Wednesday, December 13, 2006

"Be very quiet and maybe you won't scare them away."

Crash.

I like the word. It has so many menaings and so much relevence to, well really, everything.

Some might point out the fact that I both love this wrd and identify with it at the same time makes me some kind of masochist. I don't agree.

I feel like, sometimes at least, any part of anything I'm involved in eventually gets to a crash point, a point where all the tension and anxiety of said thng, realtionship, person, situation, what have you, builds to this crescendo that ends either bery loudly or very quietly, emotionally or physically, into a sort of crash.

The subject of fear of rejection has been approached before. But on a deeper level...

Sometimes I feel like I want everything to crash, to fall apart, to collapse on itself.

I suppose part of it is because the natural next step in a situation like that would be to start over from scratch...which is really refreshing in a way I suppose.

I've got all these things right now that are these various states of being, limbo realy, that are not anywhere close to being finished.

Funny things is, I've gotten this recent fire under my ass, for whatever reason, to finish, carry on or at least try to begin the process of compleeing these balls in the air.

Resolutions, especially New Years ones, are pointless and meaningless because no one ever follows through on them.

There's so many things to resolve.
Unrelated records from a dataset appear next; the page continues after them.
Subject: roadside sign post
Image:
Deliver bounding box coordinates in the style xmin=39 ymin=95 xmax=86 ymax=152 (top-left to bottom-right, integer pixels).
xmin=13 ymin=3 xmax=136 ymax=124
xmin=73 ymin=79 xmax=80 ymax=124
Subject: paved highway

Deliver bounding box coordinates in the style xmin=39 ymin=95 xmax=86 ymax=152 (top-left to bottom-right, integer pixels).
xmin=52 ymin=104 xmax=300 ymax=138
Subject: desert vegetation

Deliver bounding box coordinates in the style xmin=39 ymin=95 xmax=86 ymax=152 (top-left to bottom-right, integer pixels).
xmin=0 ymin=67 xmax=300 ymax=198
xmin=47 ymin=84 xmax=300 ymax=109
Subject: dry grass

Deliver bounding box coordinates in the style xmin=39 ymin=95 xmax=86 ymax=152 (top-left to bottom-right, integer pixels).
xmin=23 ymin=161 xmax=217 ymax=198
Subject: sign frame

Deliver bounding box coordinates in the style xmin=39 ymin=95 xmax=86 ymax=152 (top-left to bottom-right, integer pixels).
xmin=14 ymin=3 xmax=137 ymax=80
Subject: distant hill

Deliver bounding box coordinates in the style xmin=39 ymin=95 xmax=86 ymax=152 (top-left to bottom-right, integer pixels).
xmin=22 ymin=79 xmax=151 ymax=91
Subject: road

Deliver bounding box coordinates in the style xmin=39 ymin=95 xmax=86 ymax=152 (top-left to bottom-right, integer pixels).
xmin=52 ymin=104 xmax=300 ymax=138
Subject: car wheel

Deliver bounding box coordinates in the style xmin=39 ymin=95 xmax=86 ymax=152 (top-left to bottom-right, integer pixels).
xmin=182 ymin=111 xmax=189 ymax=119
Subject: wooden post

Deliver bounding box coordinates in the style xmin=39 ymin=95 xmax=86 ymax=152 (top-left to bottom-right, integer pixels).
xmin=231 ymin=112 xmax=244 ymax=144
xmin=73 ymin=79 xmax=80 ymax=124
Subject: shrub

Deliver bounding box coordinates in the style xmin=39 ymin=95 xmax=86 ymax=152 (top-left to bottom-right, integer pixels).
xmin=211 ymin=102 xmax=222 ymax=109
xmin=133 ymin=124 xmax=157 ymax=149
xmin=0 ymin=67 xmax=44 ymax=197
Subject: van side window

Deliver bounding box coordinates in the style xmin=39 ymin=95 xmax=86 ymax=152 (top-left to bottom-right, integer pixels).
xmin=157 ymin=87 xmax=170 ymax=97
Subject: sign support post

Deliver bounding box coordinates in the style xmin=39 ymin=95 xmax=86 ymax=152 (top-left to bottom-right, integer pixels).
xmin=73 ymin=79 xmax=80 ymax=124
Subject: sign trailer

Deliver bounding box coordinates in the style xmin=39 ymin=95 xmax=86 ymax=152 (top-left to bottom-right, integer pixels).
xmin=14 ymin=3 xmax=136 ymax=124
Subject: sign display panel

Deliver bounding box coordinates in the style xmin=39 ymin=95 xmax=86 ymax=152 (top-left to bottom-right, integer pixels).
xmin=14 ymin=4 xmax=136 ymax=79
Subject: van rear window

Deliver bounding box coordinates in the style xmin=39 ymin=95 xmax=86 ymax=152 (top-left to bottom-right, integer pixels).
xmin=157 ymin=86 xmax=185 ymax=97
BUt I have resolve to resolve these things so all situations are resolved.

What?

That's not even true. I've been tending toward avoidence a lot.

Timing is the thing that kills me most. I feel like I have the worst timing in the world. It's almost a bad luck equation that I can't avoid. Which I then blame for my lack of completion. But it's all so much more complicated than that.

Isn't it?

So the key I suppose is to motivate myself to do the things I want to do. I'm trying. I'm trying to change a lot of sum-odd years of procrastinating and not finishing things in a relatively short amount of time.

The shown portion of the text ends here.